Keys in hand, I head for the door, silently praying the old Corolla will make it downtown and that I’ll get enough in tips during my shift to refill the gas tank.
I pass Grandma on the way out.
“I got everything all set,” she says.
“What?” I ask. I kind of think maybe she’s referring to her hair, which is wrapped up in more foam curlers than I can count.
“For Tuesday. Your party. They’re lettin’ us use Father McKay Hall.”
“Oh. Okay.” I’m not sure if I missed the discussion where we agreed to have a party at the church. I sort of hate my birthday. And birthday parties. They feel like nothing more than a reminder of everything that’s missing in my life.
Grandma thinks these kinds of things are unskippable rites of passage. She’s watching me and clearly expects a better response.
“Oh. Cool. Thanks. Thanks for setting that up.”
She smiles at me. “Don’t work too hard, girl.”
At Donutville, I frost extra fast, making trays and trays of chocolate and sprinkle-covered pastries. Out front, there are a few regulars at the kidney-shaped counter who don’t mind if I set up my homework. I refill coffee cups and Google for examples of presidents behaving badly. Mr. Smith’s in love with the idea that all leaders abuse their power, and I’m sure this tactic is the clearest path to an A on the essay.
I make a few bucks, get some gas. Monday comes whether I like it or not.
Then my birthday.
I wake up feeling, looking, acting exactly the same as on any other day. Except now everything that happens is going on my permanent
record.
Grandma’s put together a nice party. It’s sort of old-fashioned, with a punch bowl, pink streamers and a sheet cake. But nice. A bunch of people from church come, but so do all the girls from my Clothing class. And Shelby and Brittany from SoScottsdale. There’s a video from Piper, and they play it on a screen. She’s there in front of the Sydney Opera House, yelling “Happy birthday.”

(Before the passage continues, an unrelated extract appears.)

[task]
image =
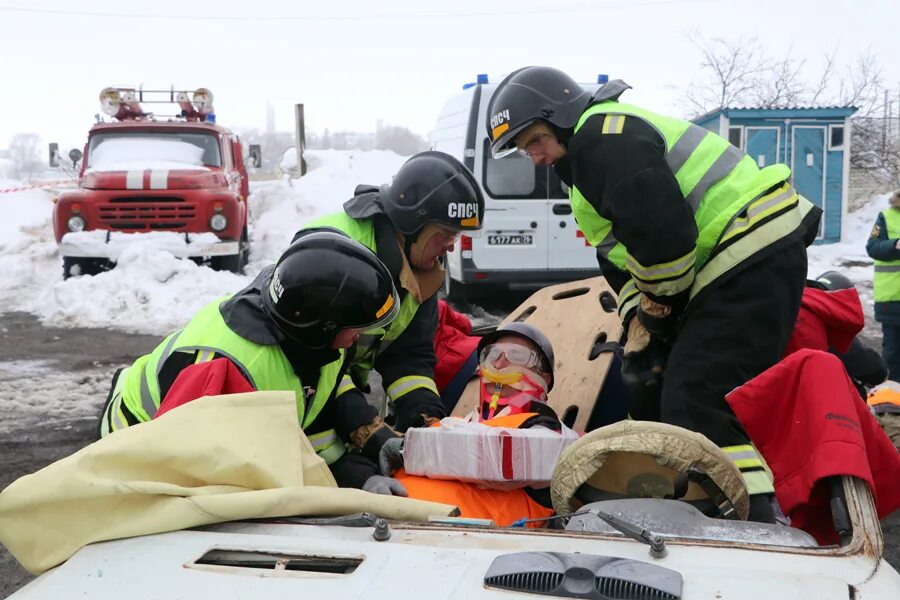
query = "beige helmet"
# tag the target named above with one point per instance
(642, 459)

Steve from Donutville shows up with another birthday cake formed from pink, powdered doughnuts. He’s a man of limited interests, I guess. But it’s the thought that counts.

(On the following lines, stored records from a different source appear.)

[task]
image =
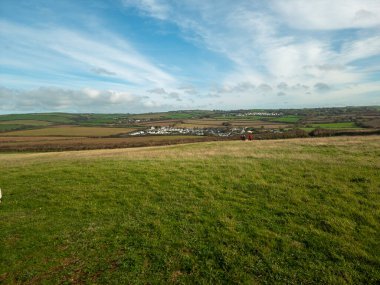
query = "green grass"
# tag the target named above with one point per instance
(344, 125)
(70, 131)
(287, 119)
(298, 211)
(9, 127)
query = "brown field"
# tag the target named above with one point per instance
(26, 122)
(234, 123)
(15, 144)
(253, 149)
(69, 131)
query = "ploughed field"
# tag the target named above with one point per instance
(295, 211)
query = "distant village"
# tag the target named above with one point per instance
(220, 132)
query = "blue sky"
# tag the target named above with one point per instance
(155, 55)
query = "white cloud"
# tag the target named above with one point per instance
(329, 15)
(154, 8)
(57, 50)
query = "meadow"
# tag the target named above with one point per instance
(69, 131)
(297, 211)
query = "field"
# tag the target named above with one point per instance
(19, 144)
(344, 125)
(69, 131)
(299, 211)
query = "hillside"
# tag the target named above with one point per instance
(261, 212)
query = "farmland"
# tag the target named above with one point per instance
(89, 131)
(263, 212)
(70, 131)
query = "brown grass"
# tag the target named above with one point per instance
(278, 149)
(9, 144)
(70, 131)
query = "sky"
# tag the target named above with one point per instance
(135, 56)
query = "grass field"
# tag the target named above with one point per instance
(287, 119)
(19, 144)
(300, 211)
(70, 131)
(346, 125)
(26, 122)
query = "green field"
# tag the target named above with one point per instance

Grandma even made me a dress. In yet another quasi-hilarious, eye-roll-inducing bit of irony, it’s made from the scraps of crepe de chine left over from the holiday dance debacle. She’s made a simpler version of the dress I designed for Kennes, one without the bulky hip panels.

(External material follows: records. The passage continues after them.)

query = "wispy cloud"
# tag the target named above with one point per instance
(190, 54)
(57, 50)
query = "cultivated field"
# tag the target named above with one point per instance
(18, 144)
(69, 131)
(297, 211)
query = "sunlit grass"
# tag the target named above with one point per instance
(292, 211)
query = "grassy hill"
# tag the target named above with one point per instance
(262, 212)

I’m having fun. But here’s what’s missing.
Tommy.
The dress. The party. It all underscores the fact that my best friend is missing this big milestone in my life. I wonder if he remembers it’s my birthday.
He does.
Tommy shows up looking more like himself than he has in ages, wearing a Carl Sagan Is My Homeboy T-shirt and clutching a black-striped gift bag.
I’m cutting my cake into tiny bites, trying to make the small slice into an epic eating experience, when I see him come in.
We stare at each other from across the church hall.
Awkward.
“I guess you’re eighteen and I can’t make you go over and say anything,” Grandma says. “But you should. Friendship’s important. If you can save it, you should.”
I stay glued to my chair. Grandma sighs and points at a portrait of Father McKay hanging on a far wall. He was a priest, although I’m not sure when or where or why he has a hall with his picture in it. “Cookie, the church says we reach an age of accountability, where your parents or your grandparents aren’t responsible for you anymore. These choices are yours. And the consequences are too,” Grandma says.
The snarky part of me wants to tell Grandma that she hasn’t been to catechism in a while. That the church now says the age of accountability is seven years old. This is when you need to start worrying about going to hell in a handbasket. But she’s gone to a lot of trouble to throw me a party, and she’s probably right. I won’t get too many more chances to bury the hatchet with Tommy, and I’m the one who won’t have a BFF.